Vers une légalisation du contrôle des capitaux d’ici à un mois ?

La feuille de route définitive des mesures nécessaires à court terme sonnerait le glas du projet de centrale de Selaata dans sa forme actuelle.

Vers une légalisation du contrôle des capitaux d’ici à un mois ?

Le président français Emmanuel Macron et son homologue libanais Michel Aoun lundi à Beyrouth. Gonzalo Fuentes/AFP

Quelles seront les réformes devant être mises en place dans les trois mois et qui sont contenues dans « la feuille de route actée (mardi soir) par l’ensemble des forces politiques » du pays dans le sillage de la visite à Beyrouth du président français Emmanuel Macron cette semaine, selon les termes de ce dernier ?
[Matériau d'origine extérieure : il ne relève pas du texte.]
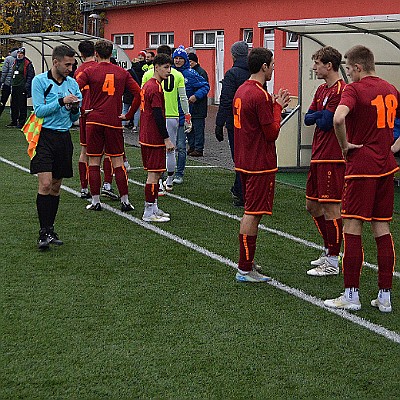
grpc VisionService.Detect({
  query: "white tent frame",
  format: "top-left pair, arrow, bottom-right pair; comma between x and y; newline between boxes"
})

La question était sur toutes les lèvres hier sans que la réponse définitive ne soit encore connue, bien que plusieurs listes de propositions aient circulé, attribuées soit aux autorités françaises, soit à certains partis – L’Orient-Le Jour a pu consulter les propositions présentées respectivement par le Courant patriotique libre de Gebran Bassil, le parti d’opposition Kataëb dirigé par Samy Gemayel ou encore le Parti socialiste progressiste du leader druze Walid Joumblatt. Selon les sources consultées, le texte définitif pourrait notamment prévoir l’instauration d’une loi de contrôle des capitaux d’ici à un mois.

Dossiers urgents

Plus globalement, les réformes prévues ambitionnent de répondre aux dossiers urgents auxquels le pays fait face – contrôle de la propagation du Covid-19, gestion des conséquences de la tragédie du 4 août, processus de résolution de la crise économique et financière que traverse le pays, ainsi que la crise de confiance vis-à-vis des institutions. « La France avait rédigé une première version il y a une dizaine de jours, qui a été ensuite actualisée pour aboutir au document distribué en amont de la longue réunion de mardi soir, au cours de laquelle les discussions ont porté soit entre tous les participants, soit en comités plus restreints pour certains dossiers », raconte une source bien informée. Tous les principaux chefs de partis étaient présents, ceux au pouvoir comme ceux de l’opposition.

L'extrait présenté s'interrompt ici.